We are also not limited to online LLMs. Here is an example using `Ollama` with the `Mistral` LLM running local:

In [None]:
llm = Ollama(model="mistral")
print(llm("The first man on the moon was ..."))

We can also stream the LLM response instead of waiting for the entire text to be generated:

In [None]:
llm = Ollama(
  model="mistral",
  callback_manager=CallbackManager([StreamingStdOutCallbackHandler()])
)
llm("Who is Elon Musk?")
print()

It is also worth noting, it is easy to use models on HuggingFace using their `huggingface_hub` library, just make sure your `HUGGINGFACEHUB_API_TOKEN` is setup in the environment. It can also be slow, since you are running on the shared infrastructure:

In [None]:
llm = HuggingFaceHub(
  repo_id="google/flan-t5-xl", 
  model_kwargs={"temperature": 1}
)
llm("translate English to German: Hello, my name is John.", raw_response=True)

## Prompt

Prompts are the instructions to the LLM. There are two tools provided by LangChain for prompts:
1. `Prompt Templates`: parameterized prompts
2. `Example Selectors`: dynamically select examples to include in the prompts

Up to this point, the prompts have been simple strings. However, usually the prompts will be more complicated:

In [None]:
prompt = PromptTemplate.from_template("What is a good company that makes {product}?")
print(prompt.format(product="cars"))

The `PromptTemplate` works with basic strings but you can also use the more powerful `ChatPromptTemplate` which works with messages and `Chat` models. The types of possible messages are:

1. System
2. Human
3. AI

In [None]:
prompt = ChatPromptTemplate.from_messages([
  ("system", "You are able to translate from {in_language} to {out_language}."),
  ("human", "{text}")
])
print(prompt.format(in_language="English", out_language="German", text="Hello, my name is John."))

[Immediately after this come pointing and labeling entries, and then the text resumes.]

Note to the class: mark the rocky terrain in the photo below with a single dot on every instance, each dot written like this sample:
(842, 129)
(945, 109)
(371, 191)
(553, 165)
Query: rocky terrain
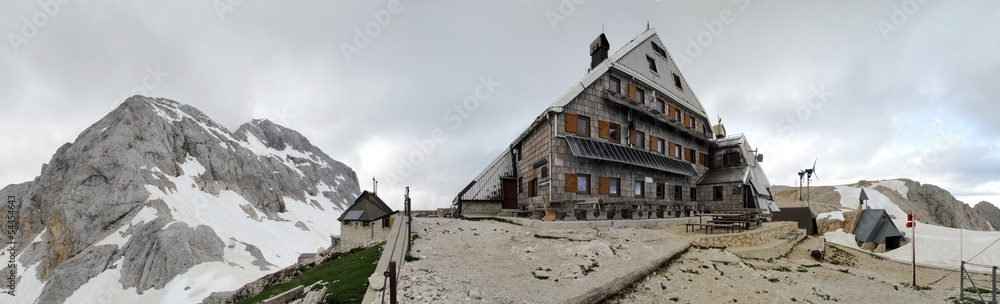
(148, 193)
(931, 203)
(990, 212)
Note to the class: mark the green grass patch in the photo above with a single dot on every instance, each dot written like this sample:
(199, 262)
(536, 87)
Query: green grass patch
(346, 274)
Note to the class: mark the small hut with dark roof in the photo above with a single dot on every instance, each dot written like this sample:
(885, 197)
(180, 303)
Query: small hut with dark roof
(367, 221)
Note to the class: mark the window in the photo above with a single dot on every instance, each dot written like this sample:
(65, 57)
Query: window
(583, 183)
(731, 159)
(639, 139)
(659, 51)
(583, 126)
(615, 132)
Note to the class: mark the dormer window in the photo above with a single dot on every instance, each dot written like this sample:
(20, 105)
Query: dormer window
(659, 51)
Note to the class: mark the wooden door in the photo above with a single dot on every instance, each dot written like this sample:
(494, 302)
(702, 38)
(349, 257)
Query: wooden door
(509, 193)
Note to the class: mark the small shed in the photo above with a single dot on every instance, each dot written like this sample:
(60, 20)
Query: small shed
(876, 227)
(365, 222)
(801, 215)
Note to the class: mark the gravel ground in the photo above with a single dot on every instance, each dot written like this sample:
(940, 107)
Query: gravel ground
(463, 261)
(847, 276)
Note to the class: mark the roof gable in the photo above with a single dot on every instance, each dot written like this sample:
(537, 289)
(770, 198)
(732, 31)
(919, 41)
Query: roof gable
(368, 207)
(632, 59)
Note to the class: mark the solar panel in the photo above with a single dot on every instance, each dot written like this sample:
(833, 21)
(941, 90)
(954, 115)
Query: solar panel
(353, 215)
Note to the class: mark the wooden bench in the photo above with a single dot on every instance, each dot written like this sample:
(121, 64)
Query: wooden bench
(709, 228)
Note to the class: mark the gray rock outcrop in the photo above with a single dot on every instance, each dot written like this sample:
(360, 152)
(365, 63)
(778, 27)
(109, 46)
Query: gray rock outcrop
(96, 185)
(989, 212)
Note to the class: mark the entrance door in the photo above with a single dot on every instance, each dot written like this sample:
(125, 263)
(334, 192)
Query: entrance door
(509, 193)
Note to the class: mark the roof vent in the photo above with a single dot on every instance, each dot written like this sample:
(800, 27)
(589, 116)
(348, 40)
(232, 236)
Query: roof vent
(599, 50)
(719, 130)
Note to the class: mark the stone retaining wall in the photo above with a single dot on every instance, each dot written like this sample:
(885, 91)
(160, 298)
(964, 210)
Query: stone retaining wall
(767, 233)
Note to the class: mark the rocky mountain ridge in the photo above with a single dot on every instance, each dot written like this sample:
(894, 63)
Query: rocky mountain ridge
(155, 189)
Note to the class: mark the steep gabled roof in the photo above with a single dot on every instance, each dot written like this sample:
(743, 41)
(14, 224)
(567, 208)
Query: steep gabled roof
(874, 225)
(368, 207)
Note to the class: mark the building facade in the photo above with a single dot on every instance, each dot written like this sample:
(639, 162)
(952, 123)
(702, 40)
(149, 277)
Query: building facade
(631, 130)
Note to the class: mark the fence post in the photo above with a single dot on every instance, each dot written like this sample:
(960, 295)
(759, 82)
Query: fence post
(392, 282)
(961, 283)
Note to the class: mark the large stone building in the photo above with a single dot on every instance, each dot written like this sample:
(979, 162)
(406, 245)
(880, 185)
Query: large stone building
(632, 130)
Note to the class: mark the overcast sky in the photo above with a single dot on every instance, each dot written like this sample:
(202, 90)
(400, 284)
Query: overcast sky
(872, 89)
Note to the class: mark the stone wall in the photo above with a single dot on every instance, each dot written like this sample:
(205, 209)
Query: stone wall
(358, 234)
(482, 208)
(769, 232)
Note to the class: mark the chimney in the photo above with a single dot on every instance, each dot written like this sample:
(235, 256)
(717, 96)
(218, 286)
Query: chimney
(599, 50)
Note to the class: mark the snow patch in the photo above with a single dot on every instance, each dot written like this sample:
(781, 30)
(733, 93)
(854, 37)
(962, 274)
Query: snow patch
(896, 185)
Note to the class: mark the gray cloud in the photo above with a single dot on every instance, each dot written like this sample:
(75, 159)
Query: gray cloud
(891, 91)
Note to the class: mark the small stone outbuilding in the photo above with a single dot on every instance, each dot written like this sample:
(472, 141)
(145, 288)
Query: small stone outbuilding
(367, 221)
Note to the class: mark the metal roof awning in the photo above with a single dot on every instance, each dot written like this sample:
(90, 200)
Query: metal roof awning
(588, 148)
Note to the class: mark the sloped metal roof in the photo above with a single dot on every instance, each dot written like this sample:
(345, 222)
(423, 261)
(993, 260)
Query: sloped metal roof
(724, 175)
(588, 148)
(874, 225)
(368, 207)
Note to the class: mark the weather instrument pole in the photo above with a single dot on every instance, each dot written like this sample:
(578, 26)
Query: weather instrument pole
(911, 222)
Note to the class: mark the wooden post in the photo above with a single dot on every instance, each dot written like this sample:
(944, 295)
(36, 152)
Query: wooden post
(409, 221)
(913, 246)
(392, 282)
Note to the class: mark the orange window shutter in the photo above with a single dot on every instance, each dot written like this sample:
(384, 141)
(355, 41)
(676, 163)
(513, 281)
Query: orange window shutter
(604, 185)
(570, 183)
(571, 123)
(604, 129)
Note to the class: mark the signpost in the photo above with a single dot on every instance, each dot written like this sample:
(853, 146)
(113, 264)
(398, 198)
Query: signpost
(911, 222)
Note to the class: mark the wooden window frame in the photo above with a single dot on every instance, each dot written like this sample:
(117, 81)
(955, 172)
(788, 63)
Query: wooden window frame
(659, 50)
(640, 186)
(639, 139)
(615, 132)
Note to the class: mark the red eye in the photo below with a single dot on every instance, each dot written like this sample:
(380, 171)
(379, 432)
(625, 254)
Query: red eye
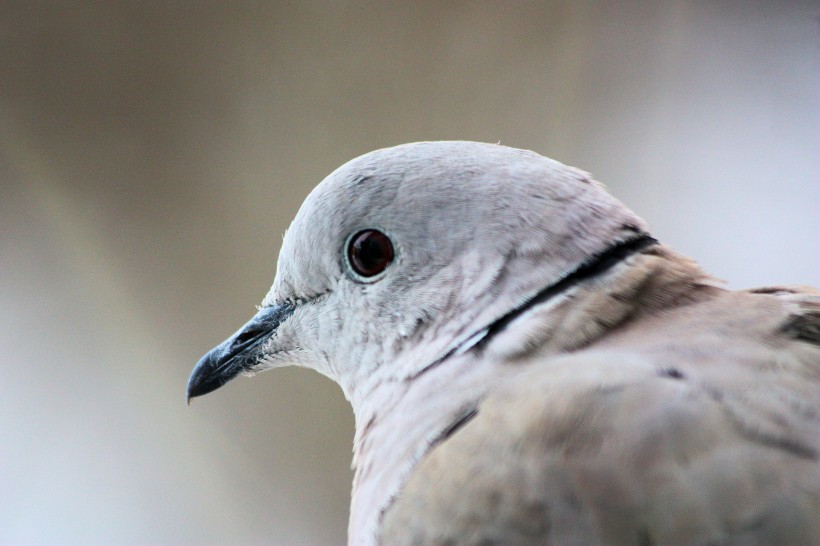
(369, 252)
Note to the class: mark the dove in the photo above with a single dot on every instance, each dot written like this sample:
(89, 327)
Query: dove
(527, 365)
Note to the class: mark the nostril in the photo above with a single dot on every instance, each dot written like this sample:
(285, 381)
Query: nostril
(245, 337)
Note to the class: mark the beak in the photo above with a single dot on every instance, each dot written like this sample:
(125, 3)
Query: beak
(239, 353)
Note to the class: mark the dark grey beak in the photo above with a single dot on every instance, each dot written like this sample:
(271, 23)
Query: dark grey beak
(238, 353)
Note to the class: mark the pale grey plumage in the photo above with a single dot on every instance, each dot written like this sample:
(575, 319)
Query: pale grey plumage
(506, 391)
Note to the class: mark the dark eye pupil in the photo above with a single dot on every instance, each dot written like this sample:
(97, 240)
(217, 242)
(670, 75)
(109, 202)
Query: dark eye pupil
(370, 252)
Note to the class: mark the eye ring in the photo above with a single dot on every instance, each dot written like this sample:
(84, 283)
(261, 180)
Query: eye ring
(369, 253)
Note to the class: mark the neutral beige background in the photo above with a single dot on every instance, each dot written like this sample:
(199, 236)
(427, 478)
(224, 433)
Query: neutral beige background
(152, 154)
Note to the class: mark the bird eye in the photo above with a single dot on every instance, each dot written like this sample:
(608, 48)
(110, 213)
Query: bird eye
(369, 252)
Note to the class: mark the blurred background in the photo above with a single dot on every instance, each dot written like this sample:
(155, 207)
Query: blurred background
(153, 153)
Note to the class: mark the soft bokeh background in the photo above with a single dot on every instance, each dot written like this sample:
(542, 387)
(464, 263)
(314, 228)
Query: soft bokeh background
(152, 154)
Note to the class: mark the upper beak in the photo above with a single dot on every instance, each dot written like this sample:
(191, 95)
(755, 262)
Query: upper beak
(238, 353)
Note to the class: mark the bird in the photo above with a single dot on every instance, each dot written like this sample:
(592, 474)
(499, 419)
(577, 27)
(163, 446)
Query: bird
(527, 364)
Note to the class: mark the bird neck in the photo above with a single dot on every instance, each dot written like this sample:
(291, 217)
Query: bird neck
(400, 417)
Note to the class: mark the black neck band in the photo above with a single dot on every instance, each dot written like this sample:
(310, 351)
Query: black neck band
(597, 265)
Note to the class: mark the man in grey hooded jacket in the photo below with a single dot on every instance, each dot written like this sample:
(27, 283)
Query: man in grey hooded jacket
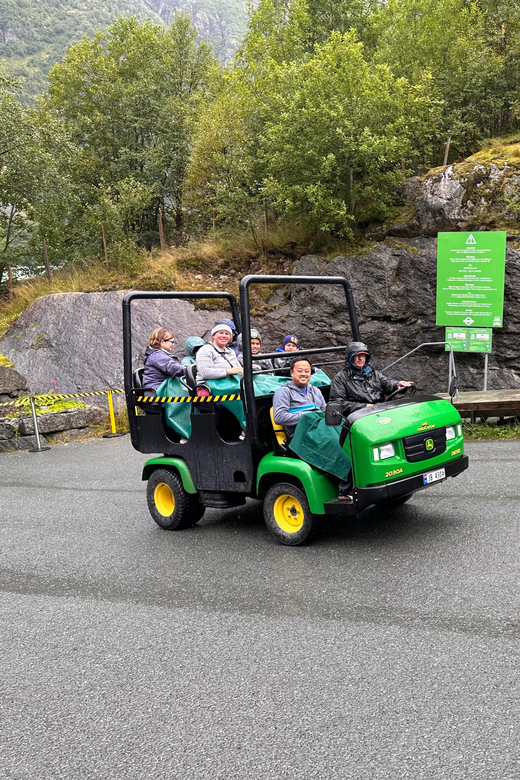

The above is just a shortcut way of using special messages, which can be non-variable messages or message prompt templates:

In [None]:
prompt = ChatPromptTemplate.from_messages([
  SystemMessagePromptTemplate(prompt=PromptTemplate.from_template("You are able to translate from {in_language} to {out_language}.")),
  HumanMessage(content="USER:"),
  HumanMessagePromptTemplate(prompt=PromptTemplate.from_template("{text}")),
])
print(prompt.format(in_language="English", out_language="German", text="Hello, my name is John."))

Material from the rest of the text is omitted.